= Herjolfsfjord =

Fjord in Greenland

Herjolfsfjord was the Norse name of a fjord in Greenland where one of their major homesteads was located. The fjord is approximately 50 km northwest of Cape Farewell and is now called Narssap Sarqa.

== Norse period ==
The name Herjolfsfjord was in honour of Herjolf Bardsson, one of the founding chieftains of the Icelandic Norse colony in Greenland established circa 985 AD, as recounted in the Greenlanders Saga and The Landnámabók. Herjolf's homestead, Herjolfsnes, was located on the western shoreline of the fjord's end, facing the open ocean.
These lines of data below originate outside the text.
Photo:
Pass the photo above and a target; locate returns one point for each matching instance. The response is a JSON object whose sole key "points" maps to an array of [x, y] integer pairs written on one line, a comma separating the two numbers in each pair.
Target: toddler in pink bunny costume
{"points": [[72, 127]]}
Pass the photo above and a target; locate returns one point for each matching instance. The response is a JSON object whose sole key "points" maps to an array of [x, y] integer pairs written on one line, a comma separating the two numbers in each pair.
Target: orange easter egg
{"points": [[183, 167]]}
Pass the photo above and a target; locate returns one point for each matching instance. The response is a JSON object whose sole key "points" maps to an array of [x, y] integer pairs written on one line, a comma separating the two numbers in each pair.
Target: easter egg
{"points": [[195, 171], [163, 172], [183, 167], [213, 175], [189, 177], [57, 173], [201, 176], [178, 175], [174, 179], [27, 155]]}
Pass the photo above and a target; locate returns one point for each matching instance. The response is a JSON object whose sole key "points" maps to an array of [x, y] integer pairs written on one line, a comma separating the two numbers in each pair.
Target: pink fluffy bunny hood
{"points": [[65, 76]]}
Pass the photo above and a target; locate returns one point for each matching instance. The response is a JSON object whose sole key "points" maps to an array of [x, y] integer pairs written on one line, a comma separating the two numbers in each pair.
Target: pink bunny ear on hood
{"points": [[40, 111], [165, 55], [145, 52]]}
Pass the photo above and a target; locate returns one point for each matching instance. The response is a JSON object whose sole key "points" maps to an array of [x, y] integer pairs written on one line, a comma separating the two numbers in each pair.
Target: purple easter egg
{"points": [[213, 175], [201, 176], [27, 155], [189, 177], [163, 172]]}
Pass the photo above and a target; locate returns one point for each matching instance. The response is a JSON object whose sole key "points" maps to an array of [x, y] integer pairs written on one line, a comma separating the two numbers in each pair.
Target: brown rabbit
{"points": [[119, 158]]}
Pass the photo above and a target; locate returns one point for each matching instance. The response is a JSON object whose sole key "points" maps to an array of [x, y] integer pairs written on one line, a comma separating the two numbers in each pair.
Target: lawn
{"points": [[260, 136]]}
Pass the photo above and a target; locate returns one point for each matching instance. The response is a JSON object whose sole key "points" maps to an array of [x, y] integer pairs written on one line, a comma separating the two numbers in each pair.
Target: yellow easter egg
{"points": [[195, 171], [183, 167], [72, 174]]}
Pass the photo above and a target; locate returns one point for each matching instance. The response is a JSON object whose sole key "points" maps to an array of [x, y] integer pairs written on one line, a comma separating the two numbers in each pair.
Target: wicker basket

The other chieftains favoured the heads of fjords, inland and away from the ocean, where farming conditions were better, which suggests that Herjolf was more interested in establishing a port-of-call than farming. Herjolfsfjord was the southern- and easternmost extent of major Norse homesteading in Greenland. Archeologists have identified 8 other smaller Norse sites on the fjord, about half on each side.

== Modern period ==
The modern Greenlandic name of the fjord is Narssap Sarqa, with the northwest fork called Amitsuarssuk. It features one community, Narsarmijit (sometimes appearing on maps as Narsaq Kujalleq and formerly Frederiksdal), located on the eastern shoreline about 3 km across the fjord from the ruins of the old Herjolfsnes homestead. The Herjolfsnes site later became known by Inuit Greenlanders as Ikigait, but is now uninhabited.

== Details ==
The fjord is approximately 16 km long, about two-thirds of which extends north from the ocean end (59.986577, -44.692687) up to a fork, then turning northwest further inland for approximately 5 km, to the fjord's head (60.125168, -44.754610).